Supervises programs designated to the Social Services Department to include, but not limited to the following:
a) Performance Improvement Committee participation.
b) Resident Concern/Grievance Resolution coordination.
c) Patient Care Advisory Committee facilitation.
d) Ombudsman, APS, ARC, AERS liaison.
Abides by the standards identified in FutureCare’s Statement of Corporate Ethics and the Corporate Compliance Plan.

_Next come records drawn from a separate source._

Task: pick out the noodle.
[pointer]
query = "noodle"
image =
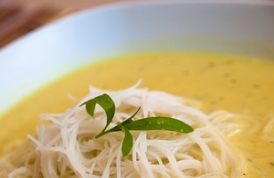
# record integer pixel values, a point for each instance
(67, 148)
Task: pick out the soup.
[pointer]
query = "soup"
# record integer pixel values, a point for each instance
(217, 81)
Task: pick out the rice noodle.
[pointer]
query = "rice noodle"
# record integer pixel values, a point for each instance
(67, 148)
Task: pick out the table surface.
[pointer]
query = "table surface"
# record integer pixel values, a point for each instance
(18, 17)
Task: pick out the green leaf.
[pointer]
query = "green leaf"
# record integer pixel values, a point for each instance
(159, 123)
(106, 103)
(127, 142)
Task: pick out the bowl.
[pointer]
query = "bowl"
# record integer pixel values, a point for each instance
(54, 50)
(93, 35)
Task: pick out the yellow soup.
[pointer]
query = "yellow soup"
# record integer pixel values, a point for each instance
(219, 81)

Participation in professional development such as attendance at facility in-services and outside conferences and seminars addressing social service issues, must maintain professional credentials.
Other relevant duties as assigned
Possesses a Bachelor’s Degree, preferably in social work, and experience in a skilled nursing, sub-acute or complex health care setting.
Must be a Maryland Licensed Social Worker
Excellent interpersonal skills to appropriately relate to residents, their families, other staff members, department heads and community agency personnel.
Demonstrated strength in identifying the medically related social and emotional needs of all residents and to advocate and intervene on the behalf of residents’ psychosocial well being.
Demonstrated oral and written communication skills.
The ability to discreetly manage confidential information.
The ability to function as a member of an interdisciplinary team.